Er gibt aber zu, im Umfeld der vom bayerischen Verfassungsschutz als Salafisten-Treffpunkt aufgeführten «El-Salam»-Moschee nach Islamisten gesucht zu haben, die ihm helfen, nach Syrien zu kommen. Außerdem traf er sich mit einem bekannten Islamisten in Hamburg. Das sei aber nur «ein Treffen unter Freunden» gewesen, sagt der 26-Jährige vor Gericht.

Die Verteidigung begründet die Widersprüche in der Aussage mit einer psychischen Erkrankung des Angeklagten. «Wir gehen selbst nicht von einer Schuldunfähigkeit, aber von einer verminderten Schuldfähigkeit aus», sagt sein Anwalt Christian Gerber. Grund sei «eine psychische Erkrankung» seines Mandanten. Auch das Gericht wies zu Beginn des Prozesses darauf hin, dass eine mögliche psychische Erkrankung des Angeklagten und die Unterbringung in einer Klinik im Raum stehe. Der 26-Jährige spricht von jahrelangem Drogenkonsum.
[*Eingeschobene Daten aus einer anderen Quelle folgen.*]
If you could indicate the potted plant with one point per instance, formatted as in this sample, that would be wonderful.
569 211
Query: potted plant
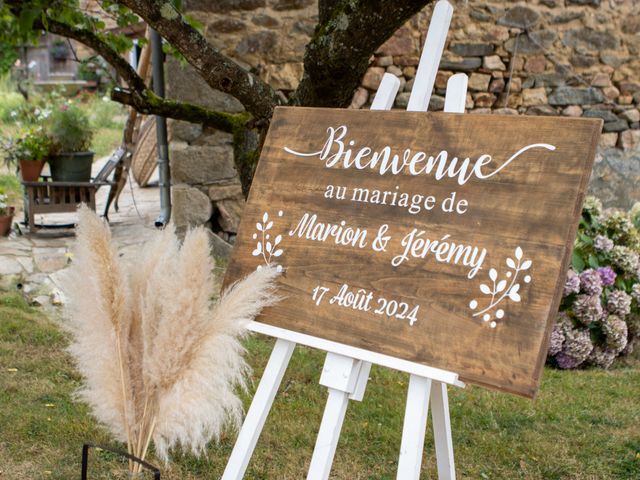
6 215
70 134
59 50
28 150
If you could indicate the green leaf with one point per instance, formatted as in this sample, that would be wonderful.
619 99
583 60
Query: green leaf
577 262
27 17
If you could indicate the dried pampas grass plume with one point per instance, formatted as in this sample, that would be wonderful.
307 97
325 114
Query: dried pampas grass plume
160 362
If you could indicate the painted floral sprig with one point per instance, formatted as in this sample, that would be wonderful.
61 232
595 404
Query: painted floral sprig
266 246
506 288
Extremismusexperten sehen in den Anschlägen eine neue Zielrichtung: Erstmals habe ein mutmaßlicher Anhänger der Terrormiliz IS türkische Ziele in Europa ins Visier genommen. Hintergrund könne die schärfere Gangart der türkischen Regierung gegen den IS sein.
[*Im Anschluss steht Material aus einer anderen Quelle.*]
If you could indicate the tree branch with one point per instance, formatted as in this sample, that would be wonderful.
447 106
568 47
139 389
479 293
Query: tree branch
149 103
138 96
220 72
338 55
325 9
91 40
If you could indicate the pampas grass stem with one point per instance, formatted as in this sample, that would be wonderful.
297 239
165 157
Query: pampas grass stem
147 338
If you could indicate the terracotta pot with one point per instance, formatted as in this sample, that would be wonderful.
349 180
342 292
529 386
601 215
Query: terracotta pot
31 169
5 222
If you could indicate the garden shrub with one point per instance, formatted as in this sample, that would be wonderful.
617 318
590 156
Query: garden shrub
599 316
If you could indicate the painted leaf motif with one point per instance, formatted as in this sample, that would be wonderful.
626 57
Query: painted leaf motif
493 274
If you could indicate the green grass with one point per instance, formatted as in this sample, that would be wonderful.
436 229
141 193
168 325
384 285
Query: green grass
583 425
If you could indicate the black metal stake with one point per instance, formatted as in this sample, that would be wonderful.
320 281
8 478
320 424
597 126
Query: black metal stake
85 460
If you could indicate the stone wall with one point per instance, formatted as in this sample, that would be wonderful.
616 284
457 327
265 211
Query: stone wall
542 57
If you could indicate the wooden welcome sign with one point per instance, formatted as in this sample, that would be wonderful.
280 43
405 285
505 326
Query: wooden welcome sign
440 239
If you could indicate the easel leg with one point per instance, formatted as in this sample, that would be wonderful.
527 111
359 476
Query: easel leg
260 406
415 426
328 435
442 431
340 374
Der junge Mann betont indes immer wieder, sich von dem, was er eine Dekade lang geglaubt habe, zu distanzieren: «Ich sage mich sogar von denen los, obwohl es wahrscheinlich zu spät ist», sagt er und verspricht, «nie wieder etwas zu machen»: «Ich werde einfach das Muttersöhnchen bleiben und bei meiner Familie bleiben.»